Ich zitiere aus dem anderen Thread:
Mal ein Beispiel aus Empire in Earth:
  • Der Spieler der Franzosen stellt sich vor, dass die Preußen einen französischen Botschafter beleidigt haben und dass Frankreich Preußen deswegen den Krieg erklärt.
  • Der Spieler der Preußen stellt sich vor, dass Preußen Ländereien annektiert hat, auf die Napoleon scharf wahr und das deswegen der Krieg erklärt wurde.
  • Der österreichische Spieler stellt sich vor, dass Österreich Napoleon ein Angebot unterbreitet hat, dass er nicht ablehnen kann und dass er deswegen den Preußen einen Krieg erklärt hat.

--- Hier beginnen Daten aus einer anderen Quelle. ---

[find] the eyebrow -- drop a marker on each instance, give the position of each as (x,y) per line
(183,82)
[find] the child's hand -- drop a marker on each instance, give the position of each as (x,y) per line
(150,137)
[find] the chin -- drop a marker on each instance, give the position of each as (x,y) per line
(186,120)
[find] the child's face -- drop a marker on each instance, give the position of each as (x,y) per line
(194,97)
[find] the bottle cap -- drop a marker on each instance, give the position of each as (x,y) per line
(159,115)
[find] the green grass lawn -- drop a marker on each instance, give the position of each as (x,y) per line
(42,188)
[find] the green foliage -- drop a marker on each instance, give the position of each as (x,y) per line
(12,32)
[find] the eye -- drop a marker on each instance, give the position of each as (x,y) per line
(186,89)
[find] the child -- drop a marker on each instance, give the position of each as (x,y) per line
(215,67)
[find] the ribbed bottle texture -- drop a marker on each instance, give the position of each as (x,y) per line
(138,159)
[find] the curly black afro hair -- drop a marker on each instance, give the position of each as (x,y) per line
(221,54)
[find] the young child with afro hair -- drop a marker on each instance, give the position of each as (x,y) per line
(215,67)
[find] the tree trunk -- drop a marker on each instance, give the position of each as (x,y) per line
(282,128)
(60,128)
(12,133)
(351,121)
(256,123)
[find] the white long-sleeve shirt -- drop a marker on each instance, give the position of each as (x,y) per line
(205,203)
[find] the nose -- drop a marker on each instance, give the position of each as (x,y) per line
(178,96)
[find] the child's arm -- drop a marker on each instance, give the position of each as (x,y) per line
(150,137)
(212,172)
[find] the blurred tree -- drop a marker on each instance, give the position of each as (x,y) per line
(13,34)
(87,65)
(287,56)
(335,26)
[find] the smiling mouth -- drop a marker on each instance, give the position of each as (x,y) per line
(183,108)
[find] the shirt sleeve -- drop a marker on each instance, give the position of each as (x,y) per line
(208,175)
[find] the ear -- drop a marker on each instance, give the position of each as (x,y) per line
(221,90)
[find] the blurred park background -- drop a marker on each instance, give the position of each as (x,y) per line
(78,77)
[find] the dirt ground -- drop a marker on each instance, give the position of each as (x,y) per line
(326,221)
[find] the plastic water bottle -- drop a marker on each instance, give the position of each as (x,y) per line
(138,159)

Jeder hat eine andere Vorstellung, wieso es zum Krieg kam. In einem Rollenspiel müsste man sich also irgendwie darauf einigen, welche Vorstellungen denn nun richtig sind und welche nicht.
Bei Empire in Arms ist das nicht notwendig. - Hier kann jeder Spieler seine eigene ganz persönliche Vorstellungen vom Geschehen haben, die mit den anderen Vorstellungen nicht konform geht, ohne dass es das Spiel beeinträchtigt.
Daran kann man meiner Meinung nach sehr schön den Unterschied zwischen SIS und Spielwelt erkennen. Die Gemeinsamkeit der drei Vorstellungen ist, dass Frankreich Preußen den Krieg erklärt. Natürlich gibt es dafür eine Erklärung in der Spielwelt. Aber sie ist nicht im gemeinsamen Vorstellungsraum. Sie ist vielleicht in keinem einzigen individuellen Vorstellungsraum, sondern liegt außerhalb davon. Eine Tatsache in der Spielwelt muss den Spielern nicht bekannt sein, um Bestandteil der Spielwelt zu sein.

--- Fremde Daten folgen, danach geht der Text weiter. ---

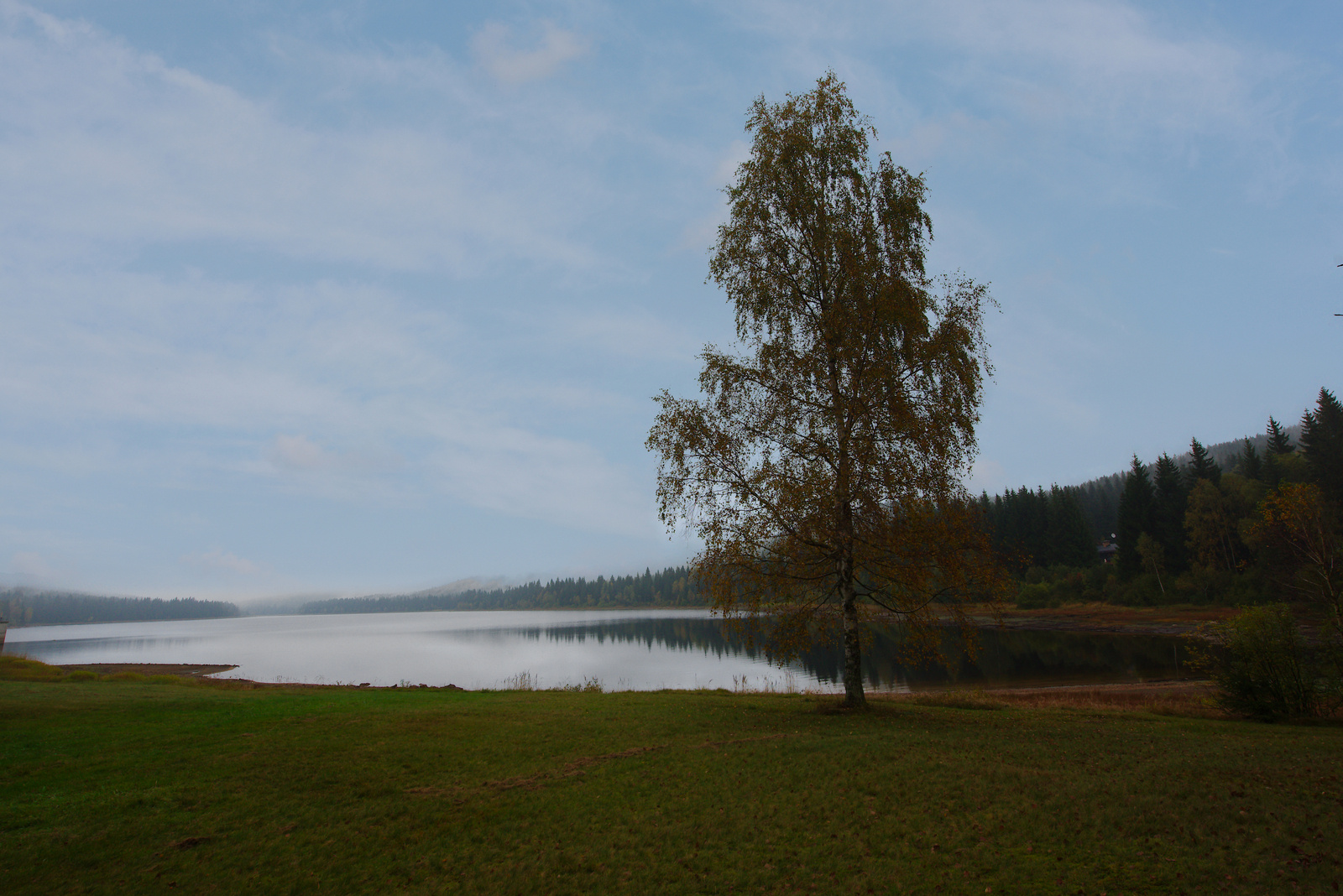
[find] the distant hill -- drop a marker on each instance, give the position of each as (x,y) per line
(669,588)
(35,607)
(1099,497)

Ich fasse den bisherigen Stand zusammen:

Die Spielwelt ist die Realität, in der die von den Spielern übernommenen Charaktere existieren. Diese Realität kann fiktiv, real oder eine beliebige Mischung von beidem sein. Die Spielwelt ist eine Parallelwelt, die von den Spielern (oft mit Hilfe von Zusatzmaterial) geschaffen und am Laufen gehalten wird.

Die Spielwelt ist genau wie die reale Welt zu großen Teilen unbekannt. Das ändert nichts an ihrer Existenz. Genauso wie wir die reale Welt entdecken und unser Wissen darüber vermehren, verbessern und teilweise komplett revidieren, passiert das auch mit der Spielwelt. Wir entdecken sie und manchmal stellen wir fest, dass frühere "Entdeckungen" Irrtümer waren, dann korrigieren wir die Anschauung von der Spielwelt. Genau wie in der Realität. Der einzige Unterschied ist, dass die Entdeckungen in der Spielwelt von den Spielern selbst festgelegt werden. (Das ist eins der tollen Dinge an Rollenspiel. Wir können uns mit der Wahl des Rollenspiels auch die Art der Entdeckungen aussuchen und damit genau unseren Geschmack treffen.)

Prinzipiell kann es Spielwelten geben, in denen es nichts zu entdecken gibt, weil sie bis ins kleinste Detail bekannt sind. Das kommt in der Praxis vermutlich nie vor, weil solche Spielwelten sehr klein, wenig komplex und ziemlich uninteressant wären.

Fragen? Kritik?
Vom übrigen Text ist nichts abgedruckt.